Avec la dépendance à un stade ultérieur, les choses sont plus compliquées. L'une des solutions les plus courantes à un problème consiste à contacter les Alcooliques anonymes. Sur Internet, vous pouvez trouver un site contenant des informations sur le travail de ces groupes dans différentes villes de Russie. Dans ma ville natale près de Moscou, il y a deux groupes des AA, tous deux, comme beaucoup d'autres, travaillent sur la base des églises orthodoxes. Il n'y a pas de groupe de femmes distinct, bien qu'il existe à Moscou - l'un d'eux, par exemple, s'appelle "Filles", ses membres se réunissent également sur le territoire d'une église orthodoxe, dans une dépendance.

Le parti pris orthodoxe est caractéristique de nombreux groupes des AA en Russie. Même les programmes de ceux qui opèrent sur la base des dispensaires de médicaments de l'État peuvent inclure la lecture de prières, la communication avec un prêtre orthodoxe et d'autres événements similaires. Un exemple frappant est le groupe au nom biblique "Rehavit", dont les réunions ont lieu dans le dispensaire de médicaments de Moscou numéro 9.
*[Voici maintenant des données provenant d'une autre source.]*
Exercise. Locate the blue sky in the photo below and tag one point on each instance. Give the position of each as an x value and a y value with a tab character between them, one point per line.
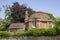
51	6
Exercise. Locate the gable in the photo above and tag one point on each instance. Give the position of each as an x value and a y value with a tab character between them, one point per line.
40	15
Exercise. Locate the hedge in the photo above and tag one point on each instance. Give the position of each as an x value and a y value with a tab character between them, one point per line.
5	34
32	32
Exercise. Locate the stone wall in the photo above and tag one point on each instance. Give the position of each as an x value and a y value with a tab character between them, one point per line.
31	38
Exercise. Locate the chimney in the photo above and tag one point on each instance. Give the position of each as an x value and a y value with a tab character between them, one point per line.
26	16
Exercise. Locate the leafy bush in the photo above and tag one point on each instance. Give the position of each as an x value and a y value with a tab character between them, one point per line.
42	32
36	32
5	34
51	32
20	34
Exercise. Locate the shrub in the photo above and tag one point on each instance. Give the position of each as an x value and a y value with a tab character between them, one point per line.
20	34
51	32
5	34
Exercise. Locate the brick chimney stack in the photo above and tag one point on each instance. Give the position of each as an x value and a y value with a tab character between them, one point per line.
26	16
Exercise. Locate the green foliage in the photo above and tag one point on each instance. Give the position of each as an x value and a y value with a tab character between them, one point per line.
36	32
42	32
5	34
51	16
19	34
57	25
51	32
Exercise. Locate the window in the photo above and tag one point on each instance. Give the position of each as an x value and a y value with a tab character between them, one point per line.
33	25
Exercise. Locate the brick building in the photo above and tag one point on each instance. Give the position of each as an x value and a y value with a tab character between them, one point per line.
35	20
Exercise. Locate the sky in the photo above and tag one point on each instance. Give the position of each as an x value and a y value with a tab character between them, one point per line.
50	6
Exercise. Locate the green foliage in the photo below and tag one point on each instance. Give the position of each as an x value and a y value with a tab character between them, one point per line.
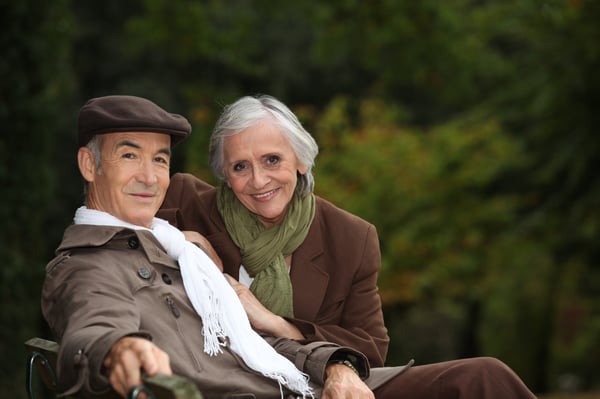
33	82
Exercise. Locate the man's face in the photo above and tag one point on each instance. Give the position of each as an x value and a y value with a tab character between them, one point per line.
133	176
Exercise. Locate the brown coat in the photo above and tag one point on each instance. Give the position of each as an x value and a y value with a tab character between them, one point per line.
334	271
109	282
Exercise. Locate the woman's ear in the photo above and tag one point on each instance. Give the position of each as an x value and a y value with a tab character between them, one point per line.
302	169
87	164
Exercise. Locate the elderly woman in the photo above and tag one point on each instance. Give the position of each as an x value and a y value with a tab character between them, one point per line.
307	269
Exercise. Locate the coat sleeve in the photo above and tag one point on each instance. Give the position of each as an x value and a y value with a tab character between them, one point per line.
312	358
353	316
86	320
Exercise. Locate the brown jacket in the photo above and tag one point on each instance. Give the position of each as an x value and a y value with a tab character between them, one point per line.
110	282
334	271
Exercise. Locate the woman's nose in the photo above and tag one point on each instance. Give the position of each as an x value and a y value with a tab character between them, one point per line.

Un autre problème est que l'efficacité des groupes d'alcooliques anonymes n'est pas claire. Par exemple, un chercheur de la faculté de médecine de l'Université du Maryland, Bancole Johnson, soutient qu'éviter complètement l'alcool n'est pas le seul moyen possible de faire face au problème.

Lorsqu'un membre du groupe s'effondre, il peut ressentir une honte et une culpabilité intenses et abandonner les tentatives de traitement. Vous n'êtes pas obligé d'abandonner l'alcool pour de bon - vous pouvez apprendre à vous arrêter à temps.

Cela vous permet de faire le programme "consommation modérée", c'est-à-dire une consommation modérée d'alcool. Le participant se fixe une norme qu'il ne faut pas dépasser (on peut en trouver une approximation, par exemple, ici) et y adhère. Certains participants au programme tiennent des journaux où ils notent quand et combien ils boivent.

Dans les situations où une personne ne peut pas arrêter immédiatement et complètement de boire de l'alcool, les experts peuvent conseiller une autre approche: minimiser les dommages causés par l'alcool consommé, c'est-à-dire s'assurer qu'une personne boit de l'alcool moins souvent et à plus petites doses. Pour cela, des médicaments sur ordonnance sont utilisés - des bloqueurs des récepteurs opioïdes, grâce auxquels, même si une personne boit, elle ne ressent pas de plaisir. De plus, la psychothérapie aide souvent dans le traitement de la dépendance à l'alcool: la consommation d'alcool masque souvent d'autres problèmes.

Haut de page Il est difficile d'aider une personne qui n'est pas prête ou incapable de faire un effort pour se rétablir. Je comprends ceux qui rompent sans regret les relations avec les alcooliques, car ils peuvent contenir beaucoup de mensonges, de peur, de colère, de violence psychologique et physique. La dépendance à l'alcool, comme toute autre, affecte la personnalité d'une personne, ses habitudes.

Néanmoins, il est en notre pouvoir de changer la situation. La première étape pour résoudre un problème est d'en parler. La seconde est d'abandonner la stigmatisation des personnes dépendantes à l'alcool, et en particulier des femmes. L'idée que seules les personnes sans éducation ou avec un faible niveau de revenu y sont confrontées est fausse: de tels problèmes peuvent survenir même dans les familles les plus prospères, à première vue - et la différence entre les méfaits de la consommation d'alcool bon marché et cher est seulement dans la façon dont le corps est affecté par les impuretés de la boisson.

Maintenant, ni maman ni grand-père ne sont partis. Je me souviens d'eux avec beaucoup de gratitude et d'amour, car ils m'ont donné une enfance heureuse. Cinq ans après la mort de ma mère - après des années de discussions avec des amis, des psychologues et des traitements - j'ai trouvé un équilibre et j'ai de nombreux projets pour l'avenir. Entre autres choses, je voudrais changer l'attitude envers le problème de la dépendance à l'alcool chez les femmes. Je pense souvent que les choses auraient pu être différentes dans mon histoire. Modèle familial moins répressif, moins de pression et plus d'opportunités. Plus de liberté de choix. Plus de chemins vers la récupération. Je suis sûr que tout cela est nécessaire, y compris qu'il y a moins d'histoires de ce genre.